Preliminarily, it is important to note that, due to strategic decisions Learmonth made, the 5th Circuit considered and overruled constitutional arguments based solely on the arguments that the noneconomic damages cap violates the Mississippi Constitution's separation of powers provisions and dictates that the “right of trial by jury shall remain inviolate.” Learmonth's challenges in the district court to the cap under the U.S. Constitution's Equal Protection Clause and the Mississippi Constitution's Due Process Clause and Remedy Clause were not renewed. The court determined that the plaintiff failed to meet her burden to establish “beyond a reasonable doubt” that the statutory cap ran contrary to the applicable jury trial and separation of powers clauses.

More specifically, the 5th Circuit held that the imposition of the cap by the judge post-verdict does not impermissibly invade the jury's fact-finding role and, therefore, does not run afoul of the right to a trial by jury. Further, the court held that Learmonth failed to meet her burden to show that the Jury Trial Clause of the Mississippi Constitution contains within it a right to have the jury's undisturbed verdict converted to a binding judgment of equal value. As to the separation of powers arguments, the court determined that the statutory cap does not unconstitutionally infringe on judicial remittitur because, unlike remittitur, application of the statutory cap does not require any analysis of the adequacy or objectivity of the jury's factual findings. Nor was the 5th Circuit convinced by Learmonth's arguments that the legislative provision is facially invalid as an overreach of legislative authority into the procedural and substantive matters of the judiciary.

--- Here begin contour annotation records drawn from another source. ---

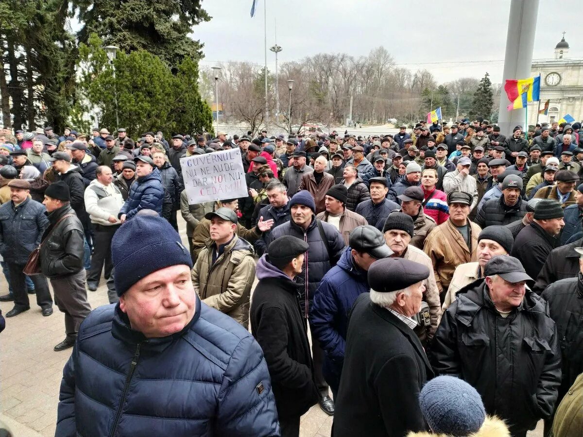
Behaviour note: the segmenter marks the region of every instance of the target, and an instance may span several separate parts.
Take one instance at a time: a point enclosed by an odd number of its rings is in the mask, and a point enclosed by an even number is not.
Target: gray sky
[[[540,0],[534,59],[553,58],[563,31],[570,45],[568,57],[583,57],[583,27],[576,25],[574,13],[580,1],[564,0],[559,7],[556,2]],[[253,18],[252,3],[203,1],[213,18],[196,26],[194,37],[205,44],[204,65],[227,61],[264,65],[264,24],[269,48],[275,42],[276,20],[277,42],[283,49],[280,62],[319,52],[357,57],[384,45],[398,65],[413,71],[427,68],[439,83],[480,78],[486,72],[493,82],[502,80],[509,0],[456,0],[441,5],[420,0],[257,0]],[[428,5],[440,12],[428,12]],[[574,15],[568,18],[566,11],[570,10]],[[270,70],[275,69],[275,54],[268,50]]]

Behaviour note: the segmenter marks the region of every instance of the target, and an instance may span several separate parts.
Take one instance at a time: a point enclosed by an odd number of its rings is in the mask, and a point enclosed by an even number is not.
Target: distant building
[[[547,99],[547,115],[539,116],[539,122],[558,121],[568,114],[575,121],[583,118],[583,58],[573,59],[568,56],[569,44],[563,38],[554,48],[554,58],[534,59],[531,75],[540,73],[540,108]],[[528,124],[536,122],[538,103],[529,105]]]

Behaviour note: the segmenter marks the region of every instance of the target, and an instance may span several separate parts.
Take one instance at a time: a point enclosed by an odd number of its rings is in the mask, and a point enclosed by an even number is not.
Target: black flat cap
[[[465,203],[466,205],[471,205],[473,200],[473,196],[469,193],[463,191],[452,191],[447,195],[447,204],[451,203]]]
[[[514,256],[497,255],[488,261],[484,267],[484,276],[493,276],[496,274],[513,284],[522,281],[534,282],[532,278],[526,274],[520,261]]]
[[[216,211],[213,212],[206,213],[205,214],[205,218],[210,220],[213,217],[218,217],[219,218],[222,218],[223,220],[228,220],[231,221],[235,224],[237,224],[237,214],[235,214],[235,212],[230,208],[226,208],[224,206],[222,208],[219,208]]]
[[[310,245],[292,235],[283,235],[276,238],[267,248],[268,260],[276,267],[284,267],[292,260],[305,253]]]
[[[350,234],[348,244],[357,252],[367,253],[377,259],[386,258],[394,253],[387,245],[382,232],[370,224],[357,226]]]
[[[429,277],[429,269],[403,258],[383,258],[368,269],[368,285],[375,291],[391,292],[405,290]]]

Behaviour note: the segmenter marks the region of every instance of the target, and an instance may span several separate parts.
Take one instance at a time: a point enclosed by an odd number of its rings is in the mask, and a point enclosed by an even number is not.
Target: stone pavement
[[[186,225],[178,214],[180,234],[185,245]],[[8,289],[0,274],[0,294]],[[52,290],[51,290],[52,291]],[[107,293],[102,279],[97,291],[87,291],[92,308],[107,305]],[[62,313],[43,317],[30,298],[31,309],[6,319],[6,329],[0,334],[0,421],[8,425],[15,437],[54,436],[57,406],[63,367],[72,350],[55,352],[52,348],[65,338]],[[0,302],[2,313],[12,309],[12,302]],[[318,406],[301,419],[303,437],[329,436],[332,418]]]

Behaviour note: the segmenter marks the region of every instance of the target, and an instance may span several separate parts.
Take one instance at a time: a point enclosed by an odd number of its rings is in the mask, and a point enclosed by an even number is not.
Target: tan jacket
[[[192,259],[196,259],[201,251],[206,245],[206,242],[210,238],[210,220],[203,218],[192,232]],[[247,229],[241,223],[237,224],[235,233],[252,244],[261,237],[262,232],[255,226],[253,229]]]
[[[569,205],[575,205],[577,203],[577,192],[575,190],[571,190],[567,201],[561,204],[561,207],[564,209]],[[536,192],[534,198],[552,199],[553,200],[559,202],[559,196],[557,195],[557,186],[549,185],[543,187]]]
[[[255,279],[253,246],[235,235],[213,264],[214,248],[209,238],[191,272],[192,286],[206,305],[230,316],[247,329],[249,298]]]
[[[460,264],[455,268],[454,277],[451,279],[449,287],[445,293],[445,299],[443,302],[441,310],[445,311],[455,300],[455,294],[459,290],[478,279],[477,262]]]
[[[556,434],[555,435],[559,435]],[[446,434],[432,434],[427,431],[411,432],[407,437],[449,437]],[[510,437],[510,432],[504,422],[496,416],[486,416],[486,420],[477,432],[468,437]]]
[[[424,300],[429,305],[429,312],[431,317],[431,324],[427,332],[427,340],[429,342],[433,338],[437,326],[439,326],[440,319],[441,318],[441,301],[439,299],[439,291],[433,274],[433,265],[431,264],[431,260],[423,251],[412,246],[410,243],[407,246],[407,250],[405,251],[403,258],[422,264],[429,269],[429,277],[423,281],[423,285],[425,286]]]
[[[451,223],[451,218],[437,226],[425,240],[424,250],[431,259],[440,295],[447,291],[455,267],[460,264],[476,259],[477,236],[482,228],[472,221],[468,223],[470,228],[469,248],[462,234]]]
[[[314,172],[304,173],[301,177],[298,191],[306,190],[314,196],[314,201],[316,203],[316,214],[319,214],[326,210],[326,205],[324,203],[326,192],[334,185],[334,177],[325,171],[322,177],[322,180],[318,185],[316,184],[316,178],[314,177]]]
[[[316,216],[316,218],[318,218],[322,221],[325,221],[327,223],[329,215],[328,213],[324,211],[323,213],[320,213]],[[365,224],[368,224],[367,223],[366,218],[356,213],[345,208],[344,212],[340,216],[340,229],[339,230],[340,233],[342,234],[345,244],[347,246],[349,245],[348,240],[350,239],[350,234],[354,230],[354,228],[357,226],[363,226]]]

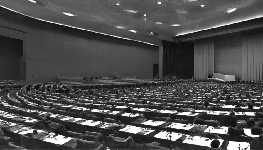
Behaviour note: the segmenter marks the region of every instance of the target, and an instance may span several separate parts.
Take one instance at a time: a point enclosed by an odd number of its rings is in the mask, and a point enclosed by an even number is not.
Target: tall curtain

Interestingly, the 5th Circuit referred to some of Learmonth's separation of powers arguments as perhaps better framed as challenges under Mississippi's Due Process or Remedy Clauses, challenges waived by Learmonth in her appeal. Previewing anticipated further refinement of the constitutionality analysis regarding Mississippi's tort reform legislation, the Mississippi Supreme Court will be presented with the arguments upon which Sears prevailed in the 5th Circuit, as well as challenges to the noneconomic damages cap under the Due Process and Remedy Clauses in the context of two cases currently in post-trial motions.

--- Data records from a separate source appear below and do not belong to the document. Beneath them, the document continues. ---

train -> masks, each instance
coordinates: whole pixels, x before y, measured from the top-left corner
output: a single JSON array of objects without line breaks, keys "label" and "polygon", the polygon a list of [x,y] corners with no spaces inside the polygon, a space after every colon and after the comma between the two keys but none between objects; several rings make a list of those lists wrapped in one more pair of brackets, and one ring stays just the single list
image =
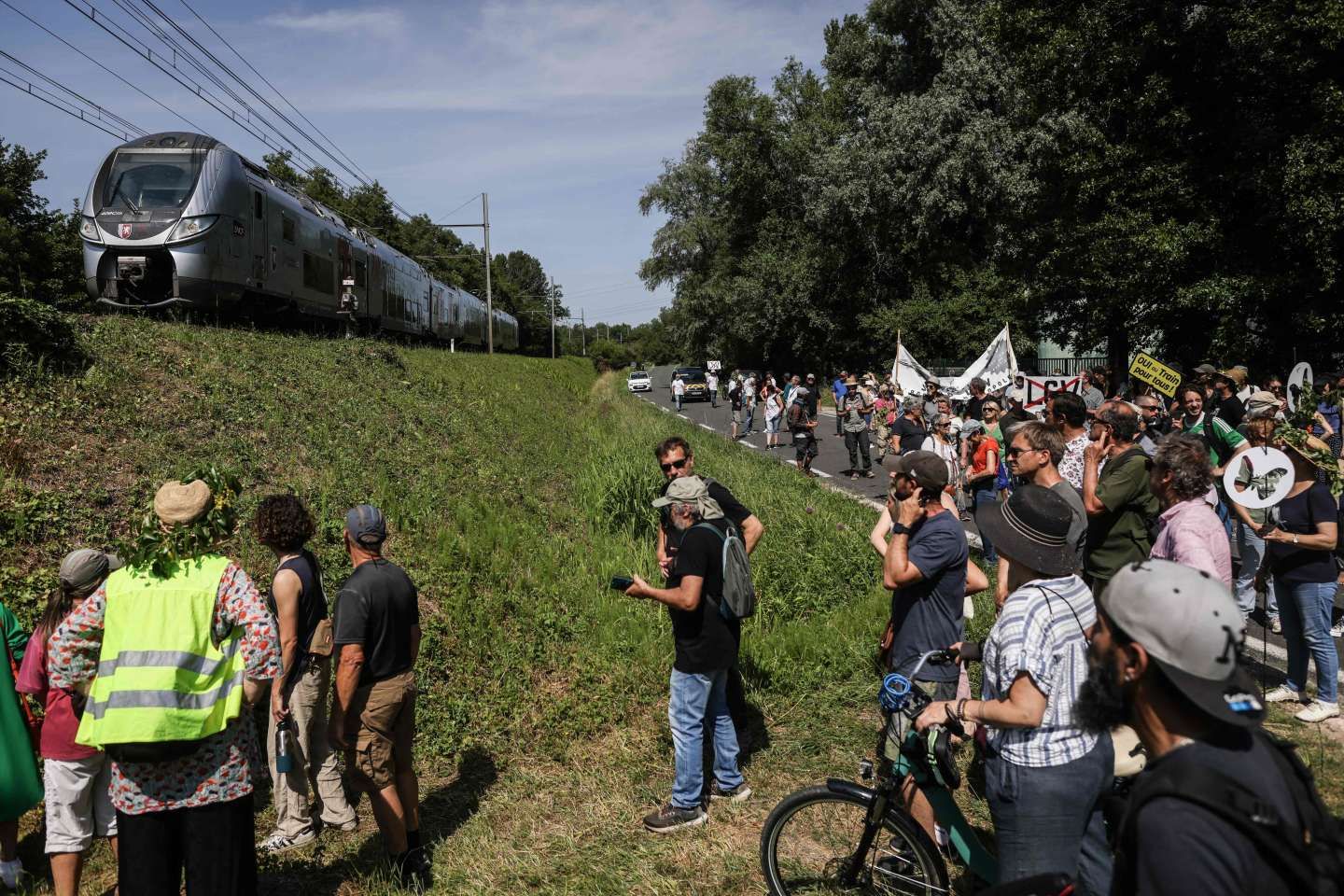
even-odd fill
[{"label": "train", "polygon": [[[484,301],[214,137],[117,146],[81,211],[85,287],[103,305],[293,313],[462,348],[489,339]],[[495,349],[517,349],[517,320],[495,310],[493,324]]]}]

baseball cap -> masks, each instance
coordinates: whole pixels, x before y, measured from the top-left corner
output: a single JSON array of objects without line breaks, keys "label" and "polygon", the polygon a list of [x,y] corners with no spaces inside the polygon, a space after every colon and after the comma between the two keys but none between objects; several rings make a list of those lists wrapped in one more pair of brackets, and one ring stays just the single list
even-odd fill
[{"label": "baseball cap", "polygon": [[98,590],[109,574],[122,566],[125,564],[114,553],[79,548],[67,553],[60,562],[60,584],[75,596],[87,596]]},{"label": "baseball cap", "polygon": [[1142,560],[1121,568],[1097,603],[1206,715],[1243,728],[1265,717],[1255,681],[1238,662],[1246,626],[1220,580],[1171,560]]},{"label": "baseball cap", "polygon": [[345,512],[345,531],[364,547],[378,547],[387,540],[387,520],[372,504],[358,504]]},{"label": "baseball cap", "polygon": [[948,488],[948,463],[933,451],[909,451],[896,458],[894,473],[909,476],[925,492]]}]

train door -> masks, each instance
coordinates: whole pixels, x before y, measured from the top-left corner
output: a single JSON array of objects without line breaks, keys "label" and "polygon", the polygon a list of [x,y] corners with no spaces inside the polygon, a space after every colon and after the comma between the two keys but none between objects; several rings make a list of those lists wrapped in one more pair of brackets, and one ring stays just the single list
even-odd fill
[{"label": "train door", "polygon": [[251,282],[253,286],[262,286],[266,282],[266,193],[257,187],[251,188]]}]

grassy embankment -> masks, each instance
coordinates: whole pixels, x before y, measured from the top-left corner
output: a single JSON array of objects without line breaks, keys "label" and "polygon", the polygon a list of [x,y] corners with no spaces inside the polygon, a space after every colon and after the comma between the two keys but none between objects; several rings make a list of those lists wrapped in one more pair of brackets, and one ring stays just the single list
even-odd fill
[{"label": "grassy embankment", "polygon": [[[200,463],[241,473],[247,509],[274,490],[304,496],[329,588],[345,568],[341,512],[383,506],[388,553],[422,588],[418,762],[439,892],[761,892],[769,809],[871,751],[886,595],[859,504],[628,399],[581,360],[83,326],[82,376],[5,384],[0,595],[31,619],[66,549],[114,543],[157,482]],[[767,528],[743,660],[757,797],[652,838],[638,818],[671,786],[671,635],[664,613],[606,582],[655,571],[650,447],[669,433]],[[271,560],[250,531],[228,552],[266,583]],[[972,630],[988,625],[982,604]],[[1337,782],[1339,755],[1327,762]],[[263,860],[263,889],[383,892],[360,811],[360,832]],[[269,822],[266,810],[258,836]],[[24,819],[23,856],[42,873],[39,823]],[[99,846],[95,883],[112,883],[109,864]]]}]

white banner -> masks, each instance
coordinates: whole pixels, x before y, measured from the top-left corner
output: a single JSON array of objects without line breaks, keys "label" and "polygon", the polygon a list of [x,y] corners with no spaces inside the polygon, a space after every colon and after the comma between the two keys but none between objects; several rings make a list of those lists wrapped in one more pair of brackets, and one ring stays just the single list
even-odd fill
[{"label": "white banner", "polygon": [[976,363],[966,368],[966,372],[943,382],[943,391],[954,399],[970,398],[970,380],[977,376],[985,380],[986,392],[997,392],[1012,384],[1013,373],[1017,372],[1017,356],[1012,351],[1012,340],[1008,339],[1008,326],[999,330],[999,336],[989,343],[989,348],[976,359]]}]

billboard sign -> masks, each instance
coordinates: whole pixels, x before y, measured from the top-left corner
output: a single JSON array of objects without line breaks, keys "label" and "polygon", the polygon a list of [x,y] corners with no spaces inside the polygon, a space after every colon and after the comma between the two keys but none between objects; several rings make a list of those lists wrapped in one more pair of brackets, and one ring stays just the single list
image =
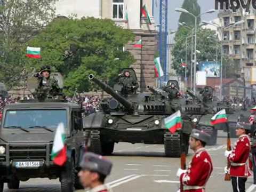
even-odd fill
[{"label": "billboard sign", "polygon": [[196,84],[206,85],[206,73],[205,71],[196,72]]},{"label": "billboard sign", "polygon": [[218,77],[220,76],[220,63],[215,61],[200,62],[199,71],[205,71],[207,77]]}]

In both Carter v. Interstate Realty Management and Tanner v. Eagle Oil, the trial courts have ruled that respective noneconomic damage awards of $6.5 million and $27 million cannot be reduced pursuant to the statutory cap because the cap is unconstitutional. The Carter court found the provision to violate the Remedy, Jury Trial and Separation of Powers Clauses, while the Tanner court upheld the jury's verdict on state separation of powers and state and federal Due Process grounds. It appears that both cases involve special, rather than general verdicts, removing the impediment that the Mississippi Supreme Court held to preclude review of the question certified by the 5th Circuit.